The latest hyperventilating bit of insanity from the Cult of Climastrology
Climate Change Might Be Turning Gulls Into Cannibals
Jim Hayward slips on a hard hat and pops open an umbrella before stepping into a storm of angry gulls.
Hayward, a seabird biologist based on Protection Island in the Strait of Juan de Fuca, is making his evening rounds through the largest gull nesting colony in the Puget Sound region. He’s been monitoring this site since 1987, so he’s used to the shrieking, the dive-bombing, the frequent splatterings of gull poop, and the pecking at his head, hands and feet.What he’s not accustomed to is the cannibalism. It’s hard to watch: A fluffy chick straying a few yards from its nest is suddenly snatched up by its neck. Another hungry gull swoops in and bites at the chick’s leg. The mother intervenes but is outnumbered. Her baby disappears under a frenzy of flapping and pecking.

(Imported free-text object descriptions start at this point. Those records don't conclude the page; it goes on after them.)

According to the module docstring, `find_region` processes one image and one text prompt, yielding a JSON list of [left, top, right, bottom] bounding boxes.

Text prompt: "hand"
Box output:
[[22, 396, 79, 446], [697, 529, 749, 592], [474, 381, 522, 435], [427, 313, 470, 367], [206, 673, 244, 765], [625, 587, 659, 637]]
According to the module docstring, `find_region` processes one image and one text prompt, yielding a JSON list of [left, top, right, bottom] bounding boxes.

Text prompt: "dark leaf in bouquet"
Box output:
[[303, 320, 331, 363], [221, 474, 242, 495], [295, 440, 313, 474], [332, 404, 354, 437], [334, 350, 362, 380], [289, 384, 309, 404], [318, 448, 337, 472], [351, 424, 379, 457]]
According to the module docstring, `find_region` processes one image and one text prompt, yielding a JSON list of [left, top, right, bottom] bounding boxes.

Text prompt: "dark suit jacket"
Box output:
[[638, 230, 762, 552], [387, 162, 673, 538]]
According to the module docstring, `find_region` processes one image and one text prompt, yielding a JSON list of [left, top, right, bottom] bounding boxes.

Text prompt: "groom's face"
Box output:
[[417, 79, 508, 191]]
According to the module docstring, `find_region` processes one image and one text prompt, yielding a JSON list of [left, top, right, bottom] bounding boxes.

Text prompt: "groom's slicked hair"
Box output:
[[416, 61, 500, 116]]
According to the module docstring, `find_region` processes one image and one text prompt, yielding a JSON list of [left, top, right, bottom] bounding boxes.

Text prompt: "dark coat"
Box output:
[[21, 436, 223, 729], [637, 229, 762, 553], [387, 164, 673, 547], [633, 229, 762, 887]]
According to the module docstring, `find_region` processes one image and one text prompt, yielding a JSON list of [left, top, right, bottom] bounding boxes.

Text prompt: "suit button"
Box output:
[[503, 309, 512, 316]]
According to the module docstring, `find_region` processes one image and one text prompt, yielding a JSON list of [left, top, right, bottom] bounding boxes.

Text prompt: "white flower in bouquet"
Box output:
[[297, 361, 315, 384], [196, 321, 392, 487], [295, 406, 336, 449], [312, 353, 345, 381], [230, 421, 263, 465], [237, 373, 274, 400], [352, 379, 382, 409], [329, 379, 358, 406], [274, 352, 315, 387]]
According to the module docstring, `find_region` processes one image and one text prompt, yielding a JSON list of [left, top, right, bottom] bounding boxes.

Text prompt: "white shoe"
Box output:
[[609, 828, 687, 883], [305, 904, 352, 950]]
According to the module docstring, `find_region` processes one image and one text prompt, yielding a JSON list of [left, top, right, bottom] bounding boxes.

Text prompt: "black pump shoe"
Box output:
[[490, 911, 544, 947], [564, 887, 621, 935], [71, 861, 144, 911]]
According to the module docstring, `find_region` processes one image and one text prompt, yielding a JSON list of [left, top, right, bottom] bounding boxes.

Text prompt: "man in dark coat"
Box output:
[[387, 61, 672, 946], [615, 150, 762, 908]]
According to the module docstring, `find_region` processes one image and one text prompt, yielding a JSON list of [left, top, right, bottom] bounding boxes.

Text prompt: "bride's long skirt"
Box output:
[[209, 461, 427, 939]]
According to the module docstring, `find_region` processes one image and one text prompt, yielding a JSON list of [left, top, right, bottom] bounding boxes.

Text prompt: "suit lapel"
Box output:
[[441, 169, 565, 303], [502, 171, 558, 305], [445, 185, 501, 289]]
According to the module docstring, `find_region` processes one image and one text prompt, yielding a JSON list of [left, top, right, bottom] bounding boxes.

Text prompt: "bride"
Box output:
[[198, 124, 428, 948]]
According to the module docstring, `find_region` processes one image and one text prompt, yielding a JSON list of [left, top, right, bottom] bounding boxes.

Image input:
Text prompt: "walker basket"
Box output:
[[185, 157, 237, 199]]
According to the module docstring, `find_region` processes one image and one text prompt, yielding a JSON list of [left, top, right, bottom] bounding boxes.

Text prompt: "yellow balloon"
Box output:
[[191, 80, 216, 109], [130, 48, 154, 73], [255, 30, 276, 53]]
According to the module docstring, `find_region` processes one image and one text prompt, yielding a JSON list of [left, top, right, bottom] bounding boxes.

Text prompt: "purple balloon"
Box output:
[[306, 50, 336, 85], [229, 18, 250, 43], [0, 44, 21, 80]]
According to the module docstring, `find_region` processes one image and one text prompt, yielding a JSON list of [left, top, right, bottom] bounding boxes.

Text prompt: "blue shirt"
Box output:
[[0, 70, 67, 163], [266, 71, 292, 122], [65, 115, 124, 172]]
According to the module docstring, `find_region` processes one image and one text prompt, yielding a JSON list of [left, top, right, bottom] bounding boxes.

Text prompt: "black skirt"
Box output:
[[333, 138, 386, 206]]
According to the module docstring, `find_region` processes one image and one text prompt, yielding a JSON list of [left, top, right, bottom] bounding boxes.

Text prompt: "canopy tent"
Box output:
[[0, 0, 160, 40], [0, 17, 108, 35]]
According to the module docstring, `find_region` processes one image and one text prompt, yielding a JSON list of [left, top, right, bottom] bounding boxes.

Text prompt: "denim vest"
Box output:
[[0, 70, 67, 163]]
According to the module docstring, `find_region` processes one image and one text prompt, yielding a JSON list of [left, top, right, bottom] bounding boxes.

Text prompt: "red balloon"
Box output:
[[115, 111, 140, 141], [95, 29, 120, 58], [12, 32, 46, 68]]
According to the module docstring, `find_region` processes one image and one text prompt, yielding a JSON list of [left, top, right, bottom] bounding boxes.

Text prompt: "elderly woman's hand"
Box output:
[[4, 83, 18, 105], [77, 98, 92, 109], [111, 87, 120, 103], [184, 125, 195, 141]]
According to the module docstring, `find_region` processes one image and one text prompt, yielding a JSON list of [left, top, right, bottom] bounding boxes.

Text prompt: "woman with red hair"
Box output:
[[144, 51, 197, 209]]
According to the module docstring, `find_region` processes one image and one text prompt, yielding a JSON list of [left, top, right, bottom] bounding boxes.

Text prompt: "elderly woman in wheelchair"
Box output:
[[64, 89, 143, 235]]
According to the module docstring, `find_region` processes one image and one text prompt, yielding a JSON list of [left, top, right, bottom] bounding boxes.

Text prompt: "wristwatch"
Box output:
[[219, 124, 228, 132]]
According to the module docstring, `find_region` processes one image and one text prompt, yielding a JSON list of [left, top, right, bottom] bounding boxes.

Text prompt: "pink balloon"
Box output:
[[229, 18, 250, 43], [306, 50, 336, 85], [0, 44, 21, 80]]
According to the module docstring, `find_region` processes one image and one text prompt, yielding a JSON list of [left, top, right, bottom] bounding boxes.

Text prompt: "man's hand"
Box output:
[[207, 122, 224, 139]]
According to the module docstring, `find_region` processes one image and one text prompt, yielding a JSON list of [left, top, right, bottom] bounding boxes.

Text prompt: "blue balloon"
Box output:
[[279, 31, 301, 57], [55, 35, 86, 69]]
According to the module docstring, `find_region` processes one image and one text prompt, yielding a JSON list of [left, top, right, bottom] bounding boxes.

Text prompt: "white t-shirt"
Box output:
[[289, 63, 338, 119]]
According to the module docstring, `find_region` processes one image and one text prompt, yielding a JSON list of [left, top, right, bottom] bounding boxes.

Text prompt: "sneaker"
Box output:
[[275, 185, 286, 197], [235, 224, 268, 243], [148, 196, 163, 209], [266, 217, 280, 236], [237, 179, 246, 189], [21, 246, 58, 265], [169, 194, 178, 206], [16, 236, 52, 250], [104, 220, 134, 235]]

Over the last decade, the gulls have shown a growing taste for their neighbors’ eggs and chicks. The trend appears linked to climate change.
“It doesn’t seem like a lot, but a one-tenth of a degree change in seawater temperature correlates to a 10 percent increase in (the odds of) cannibalism,” said Hayward, a professor at Andrews University in Michigan.
It couldn’t be anything other than humans driving fossil fueled vehicles. That is obviously the only answer. At least in Warmist World. It’s not scary enough to make Warmists give up their own use of fossil fuels and make their lives carbon neutral mind, you.
(Listverse) Gulls don’t respect species relationships and will not only eat other gull species, but engage in cannibalism from time to time—just because. Several species take young from a neighboring gull’s nest and eat them. In a bizarre (and exceptionally creepy) research project, an ornithologist noted a weekly pattern in one species’s cannibalism incidents. On Sundays, the carnage increased, and the gulls not only stole other chicks to consume, but occasionally fed on their own. It appears that human trawling cycles influence the availability of food, and on Sundays (without trawlers to follow) cannibalism becomes a more attractive choice.
Seagulls, like many birds, mammals, insects, sea life, and amphibians, basically life on earth, have long been known to engage in cannibalism. Among life forms, those that scavenge are much more likely to do this.
But, you know, ‘climate change.”
Hardly a surprise: seagulls will eat anything, and they’re basically just flying rats.
Speaking of climate change, has anyone thanked President Obama for protecting the US from hurricanes for the past 8 years?